The Effect of Meditation on Heart Rate Variability

Author: Rhianna Gonzales1, Sarah R Hartman1, Courtney Luckenbill1, Hannah Logan1, Spencer Cassel1, H S Kieffer2
1 Messiah University, Mechanicsburg, PA.
2 Applied Health Science, Messiah University, Mechanicsburg, PA.
Conference/Journal: FASEB J
Date published: 2022 May 1
Other: Volume ID: 36 Suppl 1 , Special Notes: doi: 10.1096/fasebj.2022.36.S1.R3821. , Word Count: 383

Heart rate variability (HRV) has been utilized in both medicine and sports sciences as an important marker for managing stress, indicating diseased states, and monitoring training/recovery. HRV reflects the autonomic balance of the sympathetic (SNS) and parasympathetic (PNS) nervous systems. High PNS activity is correlated to high HRV. The frequency and time domains of an ECG may be analyzed to determine the influence of PNS activity. HRV has been shown to be influenced by exercise training; however, meditation and guiding breathing techniques may also influence HRV.

To evaluate the effect of a short, guided meditation session on the measures of heart rate variability of inexperienced meditators.

39 participants (18-21 years) volunteered and gave informed consent. During the experimental session, a Polar H10 heart rate monitor was fitted around the subject to record a 15-minute ECG. The breathing protocol consisted of sitting in a comfortable position and continuous 5-minute stages of spontaneous breathing (SP1), controlled breathing (CB), and returning to spontaneous breathing (SP2). During CB, a 6 breath/min guided protocol was followed using a commercially available App. A one-way ANOVA with repeated measures was conducted for each variable using SPSS, p > 0.05.

CB produced a significant increase in heart rate from 70.6+11.9 bpm to 72.9+10.4 bpm (p<0.005) during CB, and then decreased to 71.7+10.3 bpm (p<0.05). Measures of the frequency domain included high frequency (HF) and low frequency (LF) power. HF significantly decreased from 49.2+21.1 nu during SP1, to 16.6+9.9 nu (p<0.005), and returned to 34.6+18.3 nu (p<0.005). For LF, SP1 was 50.9+21.0 nu, significancy increased to 83.4+9.9 nu (p<0.005), and returned to 65.4+18.3 nu (p<0.005). The measures of the time domain included rMSSD and SDNN. rMSSD at SP1 was 60.9+33.8, significantly increased to 74.2+36.6 (p<0.005), and returned to 56.0+33.1 (p<0.005). The SP1 for SDNN was 62.7+31.4, significantly increased to 110.4+39.6 (p<0.005), and returned to 66.1+29.7 (p<0.005).

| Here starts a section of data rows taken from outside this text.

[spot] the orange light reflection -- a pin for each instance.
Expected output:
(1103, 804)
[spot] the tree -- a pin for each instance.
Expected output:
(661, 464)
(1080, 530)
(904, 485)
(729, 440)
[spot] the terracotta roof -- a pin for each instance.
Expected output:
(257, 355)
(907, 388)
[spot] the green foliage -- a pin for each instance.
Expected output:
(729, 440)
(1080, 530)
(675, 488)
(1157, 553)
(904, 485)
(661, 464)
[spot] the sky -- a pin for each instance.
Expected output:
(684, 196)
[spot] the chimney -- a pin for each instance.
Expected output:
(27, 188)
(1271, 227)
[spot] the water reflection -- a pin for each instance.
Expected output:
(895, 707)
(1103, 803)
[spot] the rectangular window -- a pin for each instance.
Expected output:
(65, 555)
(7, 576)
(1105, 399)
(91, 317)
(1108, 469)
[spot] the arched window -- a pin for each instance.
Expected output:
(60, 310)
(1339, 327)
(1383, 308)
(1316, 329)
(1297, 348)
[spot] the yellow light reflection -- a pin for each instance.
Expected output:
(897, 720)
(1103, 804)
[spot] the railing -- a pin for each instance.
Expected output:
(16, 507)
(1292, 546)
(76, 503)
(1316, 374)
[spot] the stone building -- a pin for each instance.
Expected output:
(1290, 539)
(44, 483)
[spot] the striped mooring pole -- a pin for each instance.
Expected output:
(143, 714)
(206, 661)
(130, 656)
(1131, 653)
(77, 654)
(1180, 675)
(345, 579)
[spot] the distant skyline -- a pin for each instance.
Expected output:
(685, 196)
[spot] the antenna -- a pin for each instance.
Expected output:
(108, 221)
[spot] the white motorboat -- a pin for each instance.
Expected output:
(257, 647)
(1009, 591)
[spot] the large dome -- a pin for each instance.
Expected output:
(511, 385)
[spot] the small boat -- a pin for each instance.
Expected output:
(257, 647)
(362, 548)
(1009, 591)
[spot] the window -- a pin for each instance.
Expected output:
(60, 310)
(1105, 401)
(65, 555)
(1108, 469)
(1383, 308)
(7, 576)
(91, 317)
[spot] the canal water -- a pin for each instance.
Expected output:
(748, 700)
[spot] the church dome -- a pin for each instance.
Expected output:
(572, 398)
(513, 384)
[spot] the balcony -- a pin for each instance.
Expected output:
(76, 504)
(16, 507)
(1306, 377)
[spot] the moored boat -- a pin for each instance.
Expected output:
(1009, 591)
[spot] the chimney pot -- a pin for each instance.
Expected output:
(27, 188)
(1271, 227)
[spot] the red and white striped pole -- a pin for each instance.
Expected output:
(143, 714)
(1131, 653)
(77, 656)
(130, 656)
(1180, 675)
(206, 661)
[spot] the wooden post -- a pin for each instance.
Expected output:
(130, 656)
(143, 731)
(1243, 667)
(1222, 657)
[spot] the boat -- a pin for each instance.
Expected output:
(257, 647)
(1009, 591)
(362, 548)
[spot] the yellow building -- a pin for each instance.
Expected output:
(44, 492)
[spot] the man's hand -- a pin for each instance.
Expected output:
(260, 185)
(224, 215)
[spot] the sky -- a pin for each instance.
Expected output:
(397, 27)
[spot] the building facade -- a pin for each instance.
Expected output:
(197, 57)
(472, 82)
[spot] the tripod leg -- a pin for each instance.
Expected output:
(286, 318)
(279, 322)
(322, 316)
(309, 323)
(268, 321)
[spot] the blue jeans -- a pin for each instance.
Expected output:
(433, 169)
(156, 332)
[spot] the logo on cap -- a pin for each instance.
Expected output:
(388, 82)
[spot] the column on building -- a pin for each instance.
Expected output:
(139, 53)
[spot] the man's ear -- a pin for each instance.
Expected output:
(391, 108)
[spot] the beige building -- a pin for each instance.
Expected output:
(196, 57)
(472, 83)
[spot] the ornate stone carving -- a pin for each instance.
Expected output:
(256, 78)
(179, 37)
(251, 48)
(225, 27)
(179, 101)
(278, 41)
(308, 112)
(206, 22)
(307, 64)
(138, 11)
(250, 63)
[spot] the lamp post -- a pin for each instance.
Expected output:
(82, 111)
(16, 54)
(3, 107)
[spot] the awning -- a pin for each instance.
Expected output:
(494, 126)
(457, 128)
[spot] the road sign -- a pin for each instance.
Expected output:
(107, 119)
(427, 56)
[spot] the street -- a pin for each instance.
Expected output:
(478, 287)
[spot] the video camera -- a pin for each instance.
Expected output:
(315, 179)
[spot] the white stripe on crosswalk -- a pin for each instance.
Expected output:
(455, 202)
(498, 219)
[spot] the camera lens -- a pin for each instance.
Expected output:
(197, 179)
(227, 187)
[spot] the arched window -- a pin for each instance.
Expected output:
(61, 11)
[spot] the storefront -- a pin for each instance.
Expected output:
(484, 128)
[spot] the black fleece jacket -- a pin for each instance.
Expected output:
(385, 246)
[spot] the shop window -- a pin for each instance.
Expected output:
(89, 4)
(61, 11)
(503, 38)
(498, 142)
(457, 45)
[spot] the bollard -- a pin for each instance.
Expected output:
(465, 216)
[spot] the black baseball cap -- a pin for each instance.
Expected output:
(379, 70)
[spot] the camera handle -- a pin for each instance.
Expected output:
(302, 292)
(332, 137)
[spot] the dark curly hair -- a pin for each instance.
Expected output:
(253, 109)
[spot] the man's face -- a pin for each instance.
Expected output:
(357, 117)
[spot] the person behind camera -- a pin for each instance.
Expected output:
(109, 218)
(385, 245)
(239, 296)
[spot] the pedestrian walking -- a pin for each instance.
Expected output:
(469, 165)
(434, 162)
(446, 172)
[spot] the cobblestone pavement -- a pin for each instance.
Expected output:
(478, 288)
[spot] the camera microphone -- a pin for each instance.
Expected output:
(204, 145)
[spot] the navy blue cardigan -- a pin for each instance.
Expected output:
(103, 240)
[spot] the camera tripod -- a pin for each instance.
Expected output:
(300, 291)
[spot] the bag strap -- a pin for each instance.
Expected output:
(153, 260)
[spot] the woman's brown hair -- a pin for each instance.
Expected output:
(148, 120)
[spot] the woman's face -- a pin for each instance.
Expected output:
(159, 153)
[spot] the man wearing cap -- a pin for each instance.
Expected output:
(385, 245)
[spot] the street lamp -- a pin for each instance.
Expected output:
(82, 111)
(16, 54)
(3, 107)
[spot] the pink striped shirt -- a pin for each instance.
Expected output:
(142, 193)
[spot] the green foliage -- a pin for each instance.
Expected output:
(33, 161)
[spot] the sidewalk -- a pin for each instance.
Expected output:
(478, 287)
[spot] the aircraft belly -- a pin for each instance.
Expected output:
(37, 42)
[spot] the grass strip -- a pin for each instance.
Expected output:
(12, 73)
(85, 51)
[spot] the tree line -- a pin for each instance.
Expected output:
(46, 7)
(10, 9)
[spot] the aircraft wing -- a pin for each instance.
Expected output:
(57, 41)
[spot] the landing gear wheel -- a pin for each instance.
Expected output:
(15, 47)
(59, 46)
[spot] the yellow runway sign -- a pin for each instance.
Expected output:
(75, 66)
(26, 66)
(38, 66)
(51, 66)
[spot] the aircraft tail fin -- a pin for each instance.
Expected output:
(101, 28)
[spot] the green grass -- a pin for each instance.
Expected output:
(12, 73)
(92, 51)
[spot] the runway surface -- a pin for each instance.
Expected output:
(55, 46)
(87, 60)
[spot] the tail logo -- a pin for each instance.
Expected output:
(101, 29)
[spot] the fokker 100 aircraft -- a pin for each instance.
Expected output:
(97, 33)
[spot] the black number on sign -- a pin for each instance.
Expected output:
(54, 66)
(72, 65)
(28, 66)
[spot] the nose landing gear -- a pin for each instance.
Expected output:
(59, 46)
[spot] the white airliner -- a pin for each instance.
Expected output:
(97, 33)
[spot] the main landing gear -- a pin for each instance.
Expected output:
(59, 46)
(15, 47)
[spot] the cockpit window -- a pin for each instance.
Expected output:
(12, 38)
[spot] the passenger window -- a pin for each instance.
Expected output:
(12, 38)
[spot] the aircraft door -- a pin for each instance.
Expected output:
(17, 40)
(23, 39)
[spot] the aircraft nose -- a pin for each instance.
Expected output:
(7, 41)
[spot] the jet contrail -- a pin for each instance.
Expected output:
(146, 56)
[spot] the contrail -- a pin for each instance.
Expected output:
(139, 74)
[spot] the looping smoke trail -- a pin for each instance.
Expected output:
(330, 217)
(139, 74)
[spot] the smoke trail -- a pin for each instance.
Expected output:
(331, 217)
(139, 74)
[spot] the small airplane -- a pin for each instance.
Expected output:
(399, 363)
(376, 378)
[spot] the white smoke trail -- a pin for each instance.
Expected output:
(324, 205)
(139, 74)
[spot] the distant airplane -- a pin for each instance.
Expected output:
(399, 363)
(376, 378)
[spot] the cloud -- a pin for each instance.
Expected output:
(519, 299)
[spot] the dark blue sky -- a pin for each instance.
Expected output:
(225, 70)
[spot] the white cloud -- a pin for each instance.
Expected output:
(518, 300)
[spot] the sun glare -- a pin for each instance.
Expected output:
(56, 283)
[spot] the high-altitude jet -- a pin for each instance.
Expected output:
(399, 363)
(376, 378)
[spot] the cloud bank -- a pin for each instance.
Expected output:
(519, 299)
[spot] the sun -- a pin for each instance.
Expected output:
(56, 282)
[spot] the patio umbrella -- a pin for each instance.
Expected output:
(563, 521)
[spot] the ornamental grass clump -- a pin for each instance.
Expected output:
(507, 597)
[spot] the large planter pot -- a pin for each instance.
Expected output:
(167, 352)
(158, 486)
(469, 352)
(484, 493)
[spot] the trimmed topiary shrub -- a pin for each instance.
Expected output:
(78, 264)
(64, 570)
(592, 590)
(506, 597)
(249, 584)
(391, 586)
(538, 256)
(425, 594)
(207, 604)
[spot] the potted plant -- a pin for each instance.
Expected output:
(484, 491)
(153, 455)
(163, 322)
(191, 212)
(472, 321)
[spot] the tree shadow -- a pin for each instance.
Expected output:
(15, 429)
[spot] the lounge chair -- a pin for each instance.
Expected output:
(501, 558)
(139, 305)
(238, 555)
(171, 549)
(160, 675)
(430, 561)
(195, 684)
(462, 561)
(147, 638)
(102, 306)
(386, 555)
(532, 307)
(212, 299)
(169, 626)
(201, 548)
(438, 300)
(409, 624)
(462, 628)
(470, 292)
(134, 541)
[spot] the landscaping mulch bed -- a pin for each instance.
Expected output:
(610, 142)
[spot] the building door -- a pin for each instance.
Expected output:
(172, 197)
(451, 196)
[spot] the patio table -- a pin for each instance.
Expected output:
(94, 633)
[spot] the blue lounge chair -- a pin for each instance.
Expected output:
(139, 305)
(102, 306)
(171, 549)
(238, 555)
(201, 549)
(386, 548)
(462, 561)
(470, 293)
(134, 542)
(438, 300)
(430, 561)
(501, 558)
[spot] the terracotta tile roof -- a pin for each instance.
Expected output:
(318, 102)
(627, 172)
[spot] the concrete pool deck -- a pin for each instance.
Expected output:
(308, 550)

The direction and magnitude of change in frequency domain (HR, HF and LF) may initially suggest a dampening of the PNS. However, CB has been shown to initiate SNS activity which is represented in the frequency measures. In short-term HRV measures, rMSSD and SDNN are the more appropriate measures to consider for the PNS activity. Thus, the results of this study indicate that a short session of CB may stimulate a PNS response.